For more information click on the link to view the entire article on the Lawyers Conveyancing Website.

6 Comments

  • http:// says:

    “Banks can perform miracles”?

    I suppose so in theory, Shannyn, but few conveyancing solicitors, conveyancers or conveyancing clerks to my knowledge anywhere in Australia have ever seen banks or other property lenders go too far out of their way for their customers. Most of us think it’s a miracle of sorts if a lender actually gets its act together in time. Perhaps things will improve when someone, whose contract has crashed, successfully sues their lender or outgoing mortgagee for the damages caused by that lender’s or mortgagee’s culpable disregard for their customer’s contractual obligations. Hell, sue the broker too!

  • Craig Brown says:

    Hi Shannyn

    I agree that all purchasors should arrange their own valuations and pest and building reports.

    There is legislation in at least some states that require a cooling off period.
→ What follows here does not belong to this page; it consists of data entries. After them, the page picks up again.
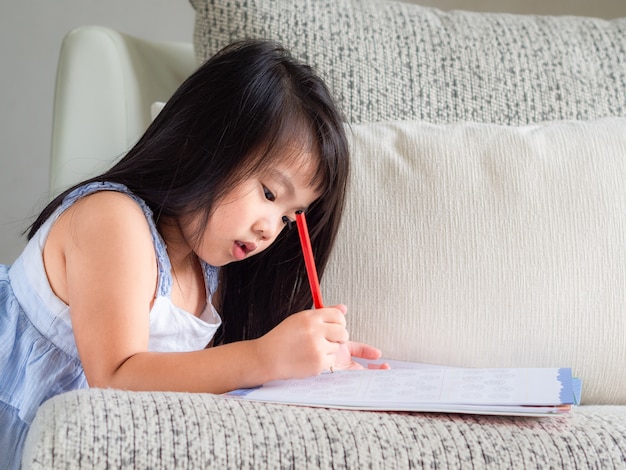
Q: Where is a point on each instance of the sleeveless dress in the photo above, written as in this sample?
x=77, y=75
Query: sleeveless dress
x=38, y=355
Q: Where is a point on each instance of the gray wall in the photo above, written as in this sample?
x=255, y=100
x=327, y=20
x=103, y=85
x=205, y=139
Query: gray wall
x=30, y=36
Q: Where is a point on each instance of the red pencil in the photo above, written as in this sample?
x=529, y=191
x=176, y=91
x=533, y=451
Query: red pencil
x=309, y=261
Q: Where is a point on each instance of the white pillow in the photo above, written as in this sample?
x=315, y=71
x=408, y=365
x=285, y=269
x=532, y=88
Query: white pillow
x=484, y=245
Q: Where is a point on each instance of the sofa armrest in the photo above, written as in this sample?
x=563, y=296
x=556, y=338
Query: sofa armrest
x=106, y=82
x=95, y=428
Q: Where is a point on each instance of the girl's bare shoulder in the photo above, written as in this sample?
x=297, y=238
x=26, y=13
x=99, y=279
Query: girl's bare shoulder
x=105, y=232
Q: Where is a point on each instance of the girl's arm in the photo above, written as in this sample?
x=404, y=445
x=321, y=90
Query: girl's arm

Maybe you could tell us about tehse, and in particular how they do or don’t apply at auctions.

    Regards
    Craig Brown
    Evaluator.com.au

  • Hello Craig,

    Thanks for the comment, most of the people I deal with are totally unfamiliar with the conveyancing process and so it’s good to be able to help people learn from other’s mistakes.

    You will get more information on cooling off than I can supply in this comment by typing ‘cooling off’ into the search field above.
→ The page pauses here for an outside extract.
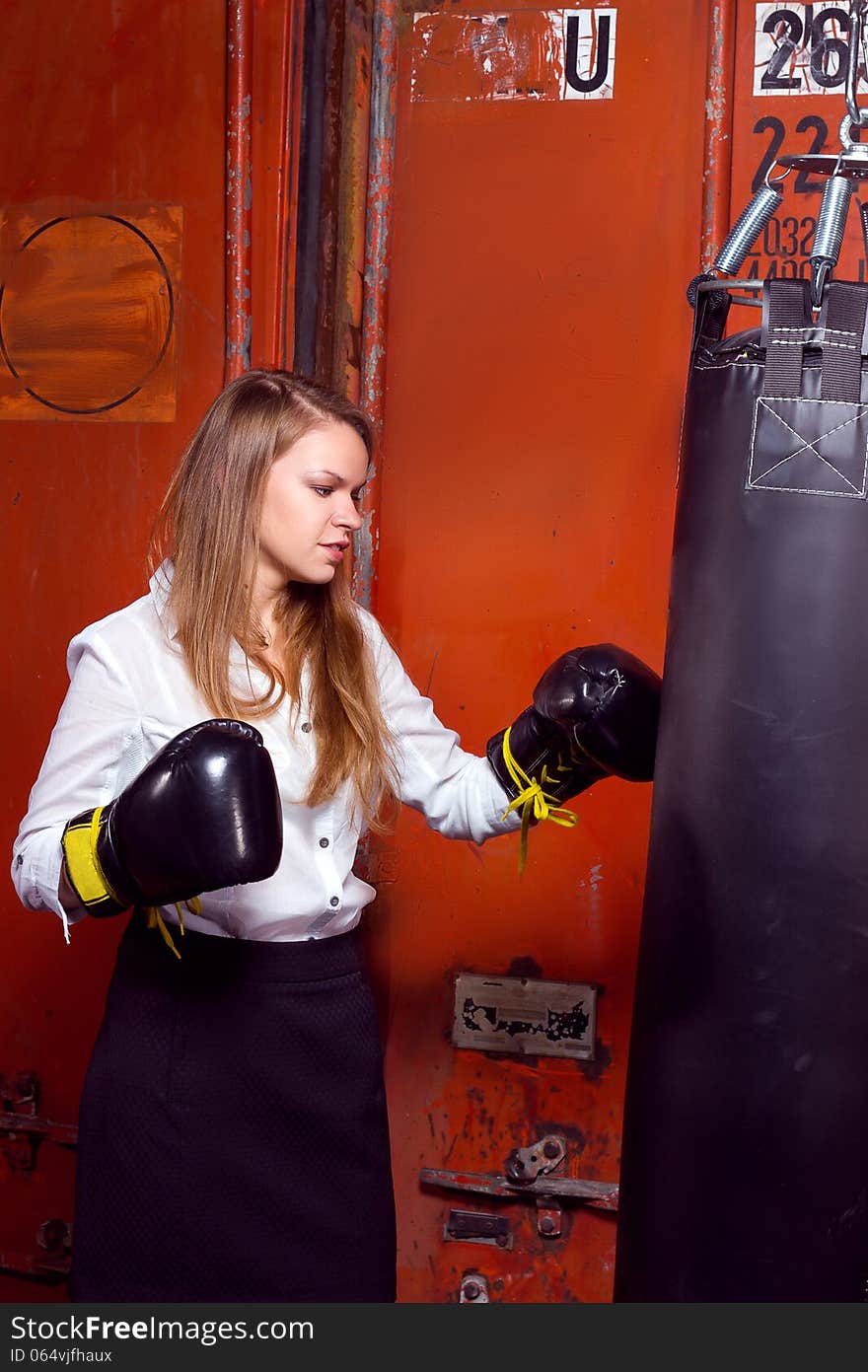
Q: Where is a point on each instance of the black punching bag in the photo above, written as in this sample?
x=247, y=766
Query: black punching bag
x=745, y=1162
    I appreciate the feedback,

    Shannyn

  • Sue Horton says:

    Purchasers should always choose their own building and pest inspectors to avoid soft reports from inspectors recommended by their agents. A lot of purchasers assume their inspectors are also suitably qualified, licenced and insured, but don’t check or know how to check out the inspectors qualifications or licences. Clients should always ask for the individual inspectors licence numbers, professional indemnity policy and trade background to avoid Bob-cat drivers and bricklayers undertaking their building inspections. NEVER use one inspector to do both Building & Pest Inspections for you. They are most likely only truely experienced in one or the other areas. We are based on the Gold Coast and QBSA has a licence search facility for clients to do a licence history check for inspectors in QLD. We provide our Insurance, Licencen no’s and experience details on our web-site. There are many unqualified and un-insured cowboys in our profession and purchasers should protect themselves by spending 10 minutes doing a background check on their inspectors and don’t be shy asking for the licence numbers etc. Cheap inspections are cheap for a reason! Inspectors referred by agents and conveyancers are usually getting some kind of kick back for the referrals and usually are prepared to offer soft reports in return. A lot of franchise inspection companies also sub-contract out to inspectors that is why its important to always ask for your individual inspectors licence number. Purchasing a property is a huge investment so I would say to all purchasers spend the time and make sure your building and pest inspectors are qualified and have professioanl indemnity insurance to protect you and your investment.

  • http:// says:

    Sue
    Please explain your involvement in the process! Explain how you know “Inspectors referred by agents and conveyancers are usually getting some kind of kick back” or is this a guess. I am an Agent and have never received a kickback and only ever recommend qualified Inspectors who are totally unbiased. These guys are professionals and you have defamed them!
    Come clean!!

  • Alexander says:

    The tricky world of the building inspection…This post comes in useful. I absolutely agree with Sue. We must avoid reports from inspectors recommended by their agents.